Klager is op 5 mei 2023 de maatregel van afzondering op de eigen kamer opgelegd (afdeling Kogge) en op 6 mei de afzonderingsmaatregel in een afzonderingskamer (afdeling Kieviet), terwijl dat niet noodzakelijk was en in strijd is met artikel 60.5 van de European Prison Rules, waarin staat dat alleen in uitzonderlijke omstandigheden afzondering in een cel of ruimte mag plaatsvinden. Klager heeft enkel zijn frustratie geuit over de afzonderingsmaatregel van 5 mei.

Klager heeft van meet af aan aangegeven dat de situatie anders lag en dat hij niet fysiek is geweest. Hij voelt zich heel erg oneerlijk behandeld.

Standpunt van het hoofd van de instelling

Verwezen wordt naar het verweer in de beklagprocedure. In aanvulling daarop is door de raadsvrouw van de instelling een pleitnota voorgelezen. In de kern is daarin het volgende naar voren gebracht.

De toedracht van het (gewelds)incident van 5 mei 2023 was op dat moment onduidelijk omdat het incident op de kamer van het slachtoffer medepatiënt D. zou hebben plaatsgevonden en niet door personeel is gezien. Wel bekend was dat meerdere patiënten het verhaal van het slachtoffer en de betrokkenheid van klager en twee medepatiënten hebben bevestigd en de hals van het slachtoffer na 15.00 uur op 5 mei 2023 rode striemen vertoonde waarvan foto’s zijn gemaakt. Ook was bekend dat het zowel de avond als de ochtend voor het incident al onrustig was en klager daarin een aandeel had. Hierdoor waren de orde en veiligheid in de instelling verstoord en zijn klager en de twee medeverdachten in afwachting van de komst van de directie bij wijze van voorzorgsmaatregel afgezonderd in de eigen kamers, waarna zij alle drie door de directie zijn gehoord. Gelet op de ernst van hetgeen rond het incident was gesteld en bevestigd, is in overleg met de coördinator van de recherche tot verdere afzondering overgegaan, omdat de recherche op dat moment nog niet kon handelen. Bij de vervolgens op 8 mei 2023 gedane aangifte bleek niet het juiste aangifteformulier te zijn gebruikt, waarna na ontvangst van het juiste formulier op 10 mei 2023 aangifte is gedaan. De politie beoordeelde de kwestie als geen spoedzaak, heeft eerst alle getuigen gehoord en als laatste de verdachte(n). Het is gebruikelijk en ook wenselijk dat, als politie en justitie betrokken zijn, zij het onderzoek verrichten en de verschillende partijen horen, zodat de instelling dat onderzoek niet met een eigen onderzoek kan frustreren of doorkruisen. Ook het tijdens onderzoek van de politie opheffen van de afzonderingsmaatregel zou mogelijk dat onderzoek kunnen frustreren, gelet op het risico dat patiënten elkaar onderling en het onderzoek kunnen beïnvloeden.

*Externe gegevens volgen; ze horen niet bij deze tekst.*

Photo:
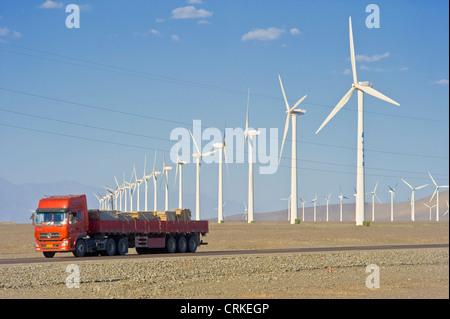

Het was daarom strikt noodzakelijk om klager af te zonderen en de afzondering te laten voortduren totdat klager door de politie was gehoord op 29 mei 2023. De volgende dag is klager overgeplaatst naar een andere instelling.

De instelling acht het spijtig dat klager meent dat hij daardoor ernstige schade heeft opgelopen, maar is van mening zorgvuldig te hebben gehandeld.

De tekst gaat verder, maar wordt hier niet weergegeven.